Small mountains of the black bags have been appearing at several sites near the Tahuna wastewater treatment plant in Dunedin.

Council water and waste services manager John Mackie said together the bags contained about 10 million pieces of "plastic and air" costing $4 million.

Each bag held about 90 pieces of the plastic, purpose-built for padding in Mosgiel before being bagged, he said.

The bags would eventually fill two giant circular filter tanks to be built by September as part of stage two of the Tahuna plant's upgrade, Mr Mackie said.

The tanks - with a combined volume of 10,000 cu m - would then serve as a trickling filter system.

Effluent would be poured into the tanks from a moving irrigator above and trickle down over the bags, the padded surfaces of which would provide a home for algae to grow, he said.

Over time, the algae act as a biological filter by consuming nutrients from the wastewater as it ran over the bags.
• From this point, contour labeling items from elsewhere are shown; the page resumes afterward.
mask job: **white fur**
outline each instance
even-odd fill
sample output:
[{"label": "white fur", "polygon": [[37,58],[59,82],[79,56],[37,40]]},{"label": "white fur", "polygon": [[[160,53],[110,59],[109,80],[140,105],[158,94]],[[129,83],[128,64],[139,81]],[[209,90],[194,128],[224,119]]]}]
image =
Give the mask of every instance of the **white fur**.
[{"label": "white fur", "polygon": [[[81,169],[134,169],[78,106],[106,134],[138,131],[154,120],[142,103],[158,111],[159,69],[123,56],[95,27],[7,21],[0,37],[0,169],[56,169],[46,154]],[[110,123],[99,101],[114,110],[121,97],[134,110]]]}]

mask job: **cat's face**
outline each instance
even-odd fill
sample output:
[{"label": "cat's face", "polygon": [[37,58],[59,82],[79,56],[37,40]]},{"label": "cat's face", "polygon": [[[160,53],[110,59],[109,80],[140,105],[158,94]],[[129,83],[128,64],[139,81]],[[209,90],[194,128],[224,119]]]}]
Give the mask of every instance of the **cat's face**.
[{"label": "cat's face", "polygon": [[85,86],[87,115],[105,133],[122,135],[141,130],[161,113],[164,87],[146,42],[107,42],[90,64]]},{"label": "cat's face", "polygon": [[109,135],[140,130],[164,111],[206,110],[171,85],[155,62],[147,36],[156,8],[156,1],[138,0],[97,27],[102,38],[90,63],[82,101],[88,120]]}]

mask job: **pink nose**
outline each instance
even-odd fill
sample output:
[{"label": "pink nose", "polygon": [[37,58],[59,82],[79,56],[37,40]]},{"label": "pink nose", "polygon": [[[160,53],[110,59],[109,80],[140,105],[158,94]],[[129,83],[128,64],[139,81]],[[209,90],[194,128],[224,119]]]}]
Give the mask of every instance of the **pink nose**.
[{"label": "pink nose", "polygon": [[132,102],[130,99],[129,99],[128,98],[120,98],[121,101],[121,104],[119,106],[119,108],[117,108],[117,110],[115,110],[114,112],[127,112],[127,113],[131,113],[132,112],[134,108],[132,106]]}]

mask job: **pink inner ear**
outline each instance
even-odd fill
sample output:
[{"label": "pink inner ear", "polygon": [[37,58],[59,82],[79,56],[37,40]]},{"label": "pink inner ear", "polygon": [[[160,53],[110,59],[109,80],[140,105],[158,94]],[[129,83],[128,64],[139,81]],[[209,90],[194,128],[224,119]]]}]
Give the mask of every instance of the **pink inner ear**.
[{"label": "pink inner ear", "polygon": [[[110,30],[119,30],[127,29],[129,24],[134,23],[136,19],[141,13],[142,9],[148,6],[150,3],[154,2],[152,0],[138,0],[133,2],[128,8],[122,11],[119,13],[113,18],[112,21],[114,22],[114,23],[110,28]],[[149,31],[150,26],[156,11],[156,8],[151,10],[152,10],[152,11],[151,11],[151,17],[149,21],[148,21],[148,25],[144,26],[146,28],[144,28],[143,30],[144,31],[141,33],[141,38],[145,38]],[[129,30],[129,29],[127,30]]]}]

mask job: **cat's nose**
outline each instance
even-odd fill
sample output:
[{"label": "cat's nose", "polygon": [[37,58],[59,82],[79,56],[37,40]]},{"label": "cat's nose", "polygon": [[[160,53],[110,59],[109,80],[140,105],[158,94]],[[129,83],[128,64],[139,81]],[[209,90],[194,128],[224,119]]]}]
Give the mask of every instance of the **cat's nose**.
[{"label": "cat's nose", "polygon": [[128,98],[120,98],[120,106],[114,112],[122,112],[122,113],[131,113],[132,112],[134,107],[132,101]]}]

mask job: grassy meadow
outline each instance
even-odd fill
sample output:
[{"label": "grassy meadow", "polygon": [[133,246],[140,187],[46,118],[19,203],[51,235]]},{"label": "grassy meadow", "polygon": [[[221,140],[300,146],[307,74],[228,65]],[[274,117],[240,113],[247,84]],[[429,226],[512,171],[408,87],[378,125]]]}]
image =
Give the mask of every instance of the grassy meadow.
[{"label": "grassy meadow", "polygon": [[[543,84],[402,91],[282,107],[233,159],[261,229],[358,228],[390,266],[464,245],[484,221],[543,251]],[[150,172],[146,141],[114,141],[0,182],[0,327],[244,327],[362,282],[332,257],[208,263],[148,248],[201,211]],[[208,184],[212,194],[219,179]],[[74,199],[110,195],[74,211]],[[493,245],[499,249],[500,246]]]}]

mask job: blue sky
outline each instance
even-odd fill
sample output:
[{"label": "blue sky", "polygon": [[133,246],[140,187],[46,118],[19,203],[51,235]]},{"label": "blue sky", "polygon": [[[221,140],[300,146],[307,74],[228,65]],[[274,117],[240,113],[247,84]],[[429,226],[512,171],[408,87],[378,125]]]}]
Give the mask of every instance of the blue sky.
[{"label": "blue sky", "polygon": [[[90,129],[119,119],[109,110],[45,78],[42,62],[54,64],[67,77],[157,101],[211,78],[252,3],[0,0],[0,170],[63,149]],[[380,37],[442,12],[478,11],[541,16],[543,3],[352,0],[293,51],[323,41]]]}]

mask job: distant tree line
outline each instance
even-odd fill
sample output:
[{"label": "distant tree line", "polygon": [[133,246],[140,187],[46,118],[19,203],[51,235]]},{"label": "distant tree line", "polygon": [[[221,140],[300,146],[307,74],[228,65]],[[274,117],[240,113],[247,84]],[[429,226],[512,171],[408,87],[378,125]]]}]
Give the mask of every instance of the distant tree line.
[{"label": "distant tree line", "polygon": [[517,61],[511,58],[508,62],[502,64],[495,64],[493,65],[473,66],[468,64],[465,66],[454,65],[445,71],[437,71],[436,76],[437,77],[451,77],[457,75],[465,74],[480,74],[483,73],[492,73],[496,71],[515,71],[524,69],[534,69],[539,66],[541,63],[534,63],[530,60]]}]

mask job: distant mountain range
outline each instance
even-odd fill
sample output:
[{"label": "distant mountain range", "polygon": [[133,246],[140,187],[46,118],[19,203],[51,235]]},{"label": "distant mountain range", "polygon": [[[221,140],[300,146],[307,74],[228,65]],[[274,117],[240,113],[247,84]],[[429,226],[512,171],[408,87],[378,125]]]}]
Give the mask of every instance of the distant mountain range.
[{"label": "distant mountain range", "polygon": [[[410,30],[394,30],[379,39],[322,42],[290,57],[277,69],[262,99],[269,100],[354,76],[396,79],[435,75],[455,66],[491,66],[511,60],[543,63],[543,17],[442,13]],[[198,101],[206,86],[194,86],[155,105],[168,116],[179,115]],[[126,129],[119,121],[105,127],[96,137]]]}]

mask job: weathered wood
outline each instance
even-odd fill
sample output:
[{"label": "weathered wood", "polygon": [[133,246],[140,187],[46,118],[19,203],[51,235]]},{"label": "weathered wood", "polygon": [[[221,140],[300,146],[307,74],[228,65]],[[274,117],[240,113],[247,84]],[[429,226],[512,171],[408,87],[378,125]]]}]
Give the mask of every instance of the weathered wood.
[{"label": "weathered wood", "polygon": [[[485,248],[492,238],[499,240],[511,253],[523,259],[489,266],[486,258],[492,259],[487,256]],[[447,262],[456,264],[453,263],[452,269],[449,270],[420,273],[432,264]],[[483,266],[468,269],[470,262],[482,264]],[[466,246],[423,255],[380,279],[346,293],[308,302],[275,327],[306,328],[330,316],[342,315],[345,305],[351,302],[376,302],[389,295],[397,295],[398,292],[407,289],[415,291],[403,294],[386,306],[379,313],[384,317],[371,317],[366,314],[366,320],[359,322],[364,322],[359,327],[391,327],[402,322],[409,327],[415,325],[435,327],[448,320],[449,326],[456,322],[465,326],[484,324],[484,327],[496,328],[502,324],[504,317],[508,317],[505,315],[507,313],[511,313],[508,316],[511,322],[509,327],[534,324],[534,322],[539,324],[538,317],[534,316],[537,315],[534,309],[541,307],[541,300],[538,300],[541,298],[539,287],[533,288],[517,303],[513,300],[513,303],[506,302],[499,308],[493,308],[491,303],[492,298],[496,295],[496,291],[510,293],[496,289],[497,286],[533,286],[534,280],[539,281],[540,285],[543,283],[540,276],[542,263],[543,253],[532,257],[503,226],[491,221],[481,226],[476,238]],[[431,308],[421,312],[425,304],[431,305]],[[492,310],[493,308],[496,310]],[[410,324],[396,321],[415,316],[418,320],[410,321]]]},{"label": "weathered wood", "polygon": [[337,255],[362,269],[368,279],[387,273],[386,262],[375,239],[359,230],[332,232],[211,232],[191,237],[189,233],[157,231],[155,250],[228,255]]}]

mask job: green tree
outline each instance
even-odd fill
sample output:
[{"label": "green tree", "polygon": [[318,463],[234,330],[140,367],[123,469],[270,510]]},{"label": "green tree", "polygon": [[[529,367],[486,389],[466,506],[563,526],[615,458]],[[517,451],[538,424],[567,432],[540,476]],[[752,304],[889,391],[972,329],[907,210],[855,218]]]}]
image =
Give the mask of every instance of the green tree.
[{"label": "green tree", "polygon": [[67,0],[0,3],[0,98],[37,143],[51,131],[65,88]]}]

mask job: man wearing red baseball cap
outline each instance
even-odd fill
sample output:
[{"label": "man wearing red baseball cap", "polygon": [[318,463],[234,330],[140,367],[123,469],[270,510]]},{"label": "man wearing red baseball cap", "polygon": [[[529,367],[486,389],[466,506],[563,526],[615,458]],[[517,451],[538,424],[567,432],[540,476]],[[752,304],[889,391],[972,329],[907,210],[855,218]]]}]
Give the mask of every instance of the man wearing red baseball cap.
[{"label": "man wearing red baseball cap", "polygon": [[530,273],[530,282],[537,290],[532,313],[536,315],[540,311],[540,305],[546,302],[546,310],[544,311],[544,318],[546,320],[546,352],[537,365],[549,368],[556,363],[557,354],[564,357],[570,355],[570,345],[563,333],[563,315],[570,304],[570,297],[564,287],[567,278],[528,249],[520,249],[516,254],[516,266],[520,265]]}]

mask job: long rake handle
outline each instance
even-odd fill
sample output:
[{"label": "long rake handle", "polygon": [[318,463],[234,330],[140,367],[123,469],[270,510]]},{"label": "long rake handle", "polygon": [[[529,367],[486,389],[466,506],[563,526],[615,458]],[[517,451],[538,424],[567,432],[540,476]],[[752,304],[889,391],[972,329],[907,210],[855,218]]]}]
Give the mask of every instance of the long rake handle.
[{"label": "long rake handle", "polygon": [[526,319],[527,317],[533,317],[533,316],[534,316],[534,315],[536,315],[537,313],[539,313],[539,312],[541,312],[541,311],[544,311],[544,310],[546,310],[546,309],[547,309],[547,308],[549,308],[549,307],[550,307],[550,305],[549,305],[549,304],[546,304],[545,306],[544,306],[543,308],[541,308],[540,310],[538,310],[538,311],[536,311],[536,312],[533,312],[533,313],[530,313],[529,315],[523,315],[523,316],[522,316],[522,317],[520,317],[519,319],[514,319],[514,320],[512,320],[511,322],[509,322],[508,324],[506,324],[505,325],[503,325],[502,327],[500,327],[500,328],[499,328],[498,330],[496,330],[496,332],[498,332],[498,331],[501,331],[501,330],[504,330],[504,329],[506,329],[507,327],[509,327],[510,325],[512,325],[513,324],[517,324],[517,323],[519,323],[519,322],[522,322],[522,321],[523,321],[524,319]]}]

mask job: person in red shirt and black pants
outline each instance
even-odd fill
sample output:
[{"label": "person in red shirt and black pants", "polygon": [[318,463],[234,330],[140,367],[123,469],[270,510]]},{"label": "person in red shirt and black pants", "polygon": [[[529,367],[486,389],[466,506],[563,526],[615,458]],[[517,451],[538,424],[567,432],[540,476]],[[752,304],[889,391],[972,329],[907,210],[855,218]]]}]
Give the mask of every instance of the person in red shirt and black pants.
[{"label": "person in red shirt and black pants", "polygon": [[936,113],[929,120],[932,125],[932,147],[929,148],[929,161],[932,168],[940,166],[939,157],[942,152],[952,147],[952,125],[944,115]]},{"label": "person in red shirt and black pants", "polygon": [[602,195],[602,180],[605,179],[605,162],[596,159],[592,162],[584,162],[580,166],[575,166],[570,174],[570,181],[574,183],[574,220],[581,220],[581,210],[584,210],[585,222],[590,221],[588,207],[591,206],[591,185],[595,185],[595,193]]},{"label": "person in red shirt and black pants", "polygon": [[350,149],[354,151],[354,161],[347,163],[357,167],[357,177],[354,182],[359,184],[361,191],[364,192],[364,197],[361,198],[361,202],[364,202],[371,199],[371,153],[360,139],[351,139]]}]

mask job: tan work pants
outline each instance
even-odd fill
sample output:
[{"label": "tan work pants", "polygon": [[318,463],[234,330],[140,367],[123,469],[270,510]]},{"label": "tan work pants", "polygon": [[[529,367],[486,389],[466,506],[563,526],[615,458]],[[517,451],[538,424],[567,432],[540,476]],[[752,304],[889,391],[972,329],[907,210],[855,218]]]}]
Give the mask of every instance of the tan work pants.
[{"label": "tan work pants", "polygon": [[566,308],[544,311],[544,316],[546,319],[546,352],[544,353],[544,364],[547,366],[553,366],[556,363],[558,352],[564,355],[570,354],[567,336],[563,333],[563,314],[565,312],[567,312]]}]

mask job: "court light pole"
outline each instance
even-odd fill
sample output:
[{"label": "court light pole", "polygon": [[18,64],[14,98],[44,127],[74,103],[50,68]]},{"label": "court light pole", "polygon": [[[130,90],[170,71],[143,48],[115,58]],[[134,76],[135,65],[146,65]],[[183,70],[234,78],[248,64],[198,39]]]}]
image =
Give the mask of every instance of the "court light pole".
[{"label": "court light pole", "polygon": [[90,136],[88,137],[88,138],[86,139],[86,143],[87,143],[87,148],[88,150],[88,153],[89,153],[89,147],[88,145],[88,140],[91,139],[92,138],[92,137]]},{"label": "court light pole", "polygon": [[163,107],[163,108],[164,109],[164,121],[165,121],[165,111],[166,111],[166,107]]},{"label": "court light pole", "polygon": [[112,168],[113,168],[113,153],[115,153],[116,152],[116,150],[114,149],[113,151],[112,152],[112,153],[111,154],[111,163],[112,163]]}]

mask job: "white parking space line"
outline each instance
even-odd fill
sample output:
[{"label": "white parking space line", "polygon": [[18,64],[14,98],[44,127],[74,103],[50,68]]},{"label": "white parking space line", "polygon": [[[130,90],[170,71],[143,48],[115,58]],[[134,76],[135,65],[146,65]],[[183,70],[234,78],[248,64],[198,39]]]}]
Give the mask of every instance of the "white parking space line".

The plastic shapes inside the bags served to maximise the surface area available for the liquid to flow over as it passed through the filter process.

The result was cleaner, lower-nutrient liquid coming out of the tanks at the bottom, which would then be subjected to ultraviolet disinfection before being pumped out to sea.

The contract for the plastic work was let to Veolia and then subcontracted to Simaplas, which was using workers in Mosgiel to manufacture and bag the plastic pieces, Mr Mackie said.

The work was part of the $75.8 million second stage of the plant's upgrade, which is due to be completed by September 1 when existing Otago Regional Council consents - allowing chlorination to disinfect wastewater - expired.

Chlorination would not be permitted under new ORC consents issued after that date, Mr Mackie said.